Consider: Mexico has imposed 20 percent tariffs on American apples to retaliate against the United States for failing to allow Mexican truckers to deliver throughout this country, as was promised by the North American Free Trade Agreement. This is costing Washington apple growers an estimated $44 million this year.

It’s permissible under the rules — the idea being that the dispute will be resolved without either nation retreating into more destructive protectionism. Yet it shows this state’s vulnerability as a major exporter.

What Vitner and others I spoke with are more concerned about are: currency manipulation, trade and debt imbalances, the decoupling of a recovering Asia from struggling America and Europe, and, especially, China, which is to become the world’s second-largest economy this year.

Into a world dominated by America’s liberal, free-market economic philosophy comes Beijing with something very different. State capitalism. Neo-mercantilism. Protectionism.

Whatever you call it, China’s approach to growth and trade are very different. Combine it with America’s codependent debt-and-trade relationship with China, and the result has distorted the global economic system.

Keeping its currency, the renminbi, artificially low to aid in exports is only one area where China goes its own way. It provides large export subsidies, games its government procurement rules to favor domestic suppliers, uses its dominance of rare-earth minerals to threaten trading partners.

The list is long, but Beijing uses many gadgets in the protectionist toolbox.

The “problems can be traced to China’s pursuit of industrial policies that rely on excessive, trade-distorting government intervention intended to promote or protect China’s domestic industries,” according to the U.S. Trade Representatives report to Congress last year.

With real unemployment near 17 percent, regions such as the Midwest would consider the Chinese policy listed above as wise.

Americans are mad, and so-called free trade, as well as corporate offshoring of jobs for cheap labor, is a big target.

Countering it is risky. U.S. tariffs would put American sales at risk, including airplanes from Boeing, the nation’s largest exporter.

China is Washington state’s largest trading partner. American corporations with operations in China would oppose any retaliation, and citizens might not like paying more at Walmart if Washington, D.C., and Beijing started a tit-for-tat tariff escalation.

Short of that, unfair trading cases are notoriously difficult to bring or see through the World Trade Organization (WTO).

There’s the doomsday scenario, where tensions become so serious that Beijing dumps dollars and calls in American debt. Yet this nuclear option has a wide kill zone.

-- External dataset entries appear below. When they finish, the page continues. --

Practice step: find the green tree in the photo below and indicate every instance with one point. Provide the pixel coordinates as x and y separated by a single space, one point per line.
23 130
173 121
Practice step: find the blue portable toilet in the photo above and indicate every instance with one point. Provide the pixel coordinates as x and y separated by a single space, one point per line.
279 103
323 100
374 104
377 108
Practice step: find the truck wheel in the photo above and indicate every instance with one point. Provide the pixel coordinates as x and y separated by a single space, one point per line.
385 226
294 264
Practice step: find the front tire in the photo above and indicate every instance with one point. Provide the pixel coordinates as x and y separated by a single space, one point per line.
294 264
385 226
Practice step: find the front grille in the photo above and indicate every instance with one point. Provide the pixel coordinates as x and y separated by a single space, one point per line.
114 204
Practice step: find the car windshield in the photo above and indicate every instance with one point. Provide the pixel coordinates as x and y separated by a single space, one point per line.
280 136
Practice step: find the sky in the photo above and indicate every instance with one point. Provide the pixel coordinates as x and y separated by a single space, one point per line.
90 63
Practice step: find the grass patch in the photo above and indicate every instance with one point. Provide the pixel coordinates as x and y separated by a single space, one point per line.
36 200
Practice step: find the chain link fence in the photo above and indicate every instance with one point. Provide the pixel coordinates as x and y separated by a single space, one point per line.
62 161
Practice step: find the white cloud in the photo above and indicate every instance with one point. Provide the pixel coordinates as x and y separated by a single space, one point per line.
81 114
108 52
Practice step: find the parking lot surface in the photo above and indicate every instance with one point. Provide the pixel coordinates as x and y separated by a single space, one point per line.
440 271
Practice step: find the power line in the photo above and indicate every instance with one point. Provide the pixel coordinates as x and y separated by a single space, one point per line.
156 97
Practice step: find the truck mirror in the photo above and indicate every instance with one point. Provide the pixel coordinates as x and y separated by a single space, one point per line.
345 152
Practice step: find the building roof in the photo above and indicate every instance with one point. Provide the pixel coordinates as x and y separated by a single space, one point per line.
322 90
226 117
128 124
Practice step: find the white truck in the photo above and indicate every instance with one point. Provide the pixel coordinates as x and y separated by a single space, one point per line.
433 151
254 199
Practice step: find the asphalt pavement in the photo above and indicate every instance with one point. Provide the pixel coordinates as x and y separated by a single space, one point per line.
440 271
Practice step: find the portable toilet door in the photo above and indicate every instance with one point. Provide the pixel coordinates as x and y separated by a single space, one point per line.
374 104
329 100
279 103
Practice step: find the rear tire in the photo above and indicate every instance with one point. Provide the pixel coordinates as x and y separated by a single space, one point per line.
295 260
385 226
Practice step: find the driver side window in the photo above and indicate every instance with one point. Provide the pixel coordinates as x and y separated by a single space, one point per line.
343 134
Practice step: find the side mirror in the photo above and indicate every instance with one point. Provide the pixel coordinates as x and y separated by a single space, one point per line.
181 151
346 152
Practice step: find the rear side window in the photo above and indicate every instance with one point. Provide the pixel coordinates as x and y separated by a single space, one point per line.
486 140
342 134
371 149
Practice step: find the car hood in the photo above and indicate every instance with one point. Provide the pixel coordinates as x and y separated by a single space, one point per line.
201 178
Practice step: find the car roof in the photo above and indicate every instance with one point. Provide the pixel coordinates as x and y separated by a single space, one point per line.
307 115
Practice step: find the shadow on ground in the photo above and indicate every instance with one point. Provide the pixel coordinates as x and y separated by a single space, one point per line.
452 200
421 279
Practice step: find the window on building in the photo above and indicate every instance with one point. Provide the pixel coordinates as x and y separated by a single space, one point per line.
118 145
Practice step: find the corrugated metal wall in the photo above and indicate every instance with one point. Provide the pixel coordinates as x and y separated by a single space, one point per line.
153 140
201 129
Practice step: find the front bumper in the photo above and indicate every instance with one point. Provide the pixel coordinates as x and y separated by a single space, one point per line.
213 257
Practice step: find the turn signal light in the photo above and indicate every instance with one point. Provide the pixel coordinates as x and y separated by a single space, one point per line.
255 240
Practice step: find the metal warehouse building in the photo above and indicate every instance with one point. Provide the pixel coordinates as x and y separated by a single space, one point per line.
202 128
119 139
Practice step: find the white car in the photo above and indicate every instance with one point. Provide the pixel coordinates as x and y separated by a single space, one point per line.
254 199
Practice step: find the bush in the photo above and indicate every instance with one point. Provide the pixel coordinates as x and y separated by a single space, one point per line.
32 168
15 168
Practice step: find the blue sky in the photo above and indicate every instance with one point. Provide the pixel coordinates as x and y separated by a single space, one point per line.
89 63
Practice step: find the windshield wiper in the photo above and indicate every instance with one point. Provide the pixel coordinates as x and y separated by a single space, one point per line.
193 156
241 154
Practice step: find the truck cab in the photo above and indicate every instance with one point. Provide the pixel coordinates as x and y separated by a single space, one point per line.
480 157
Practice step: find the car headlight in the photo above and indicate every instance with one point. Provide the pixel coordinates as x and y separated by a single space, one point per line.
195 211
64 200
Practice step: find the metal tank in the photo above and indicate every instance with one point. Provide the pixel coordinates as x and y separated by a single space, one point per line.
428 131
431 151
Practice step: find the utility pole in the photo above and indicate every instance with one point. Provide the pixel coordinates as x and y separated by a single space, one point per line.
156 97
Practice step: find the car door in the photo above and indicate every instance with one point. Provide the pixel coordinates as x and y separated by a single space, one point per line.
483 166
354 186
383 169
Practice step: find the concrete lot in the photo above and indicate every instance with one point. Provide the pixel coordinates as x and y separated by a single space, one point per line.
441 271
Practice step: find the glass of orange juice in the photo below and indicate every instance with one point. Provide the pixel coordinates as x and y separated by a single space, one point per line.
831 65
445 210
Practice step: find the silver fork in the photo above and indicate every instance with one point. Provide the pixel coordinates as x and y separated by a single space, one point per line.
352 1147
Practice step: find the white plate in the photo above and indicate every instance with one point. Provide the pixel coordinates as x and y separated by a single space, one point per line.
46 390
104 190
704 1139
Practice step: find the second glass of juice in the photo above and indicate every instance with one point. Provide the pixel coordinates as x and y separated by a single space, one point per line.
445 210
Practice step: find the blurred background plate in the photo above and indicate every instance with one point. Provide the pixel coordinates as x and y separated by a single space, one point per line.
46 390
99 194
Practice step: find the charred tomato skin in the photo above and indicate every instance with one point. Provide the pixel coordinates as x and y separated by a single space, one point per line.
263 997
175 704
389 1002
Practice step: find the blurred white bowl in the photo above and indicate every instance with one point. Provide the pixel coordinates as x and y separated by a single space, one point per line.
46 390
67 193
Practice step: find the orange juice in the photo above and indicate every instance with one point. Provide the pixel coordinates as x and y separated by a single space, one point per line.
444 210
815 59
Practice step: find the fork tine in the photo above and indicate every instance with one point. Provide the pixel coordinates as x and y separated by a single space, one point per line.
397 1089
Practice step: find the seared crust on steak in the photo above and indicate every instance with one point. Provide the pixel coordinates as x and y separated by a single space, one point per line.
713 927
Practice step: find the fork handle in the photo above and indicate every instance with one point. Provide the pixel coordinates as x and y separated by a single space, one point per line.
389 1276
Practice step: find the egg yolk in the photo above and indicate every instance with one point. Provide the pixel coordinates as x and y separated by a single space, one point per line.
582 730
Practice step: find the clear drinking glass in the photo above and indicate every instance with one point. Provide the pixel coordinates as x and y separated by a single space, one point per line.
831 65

China needs a vibrant U.S. economy for its exports. And, as its pique at the G-20 indicates, it depends on a healthy dollar.

Even without this unlikely outcome, other developing nations are copying Chinese tactics. The global trading system is unraveling. And even if the WTO doesn’t implode, existing rules allow developing nations wide latitude on tariffs.

For example, Columbia, which lacks a free-trade agreement with the United States, applies a 20 percent tariff to American French fries. But it could go as high as 70 percent if Bogotá were to choose to retaliate against American trade moves.

The same latitude applies to Brazil, India and numerous others.

So Boeing isn’t the only Washington exporter that stands to lose in this risky new world order.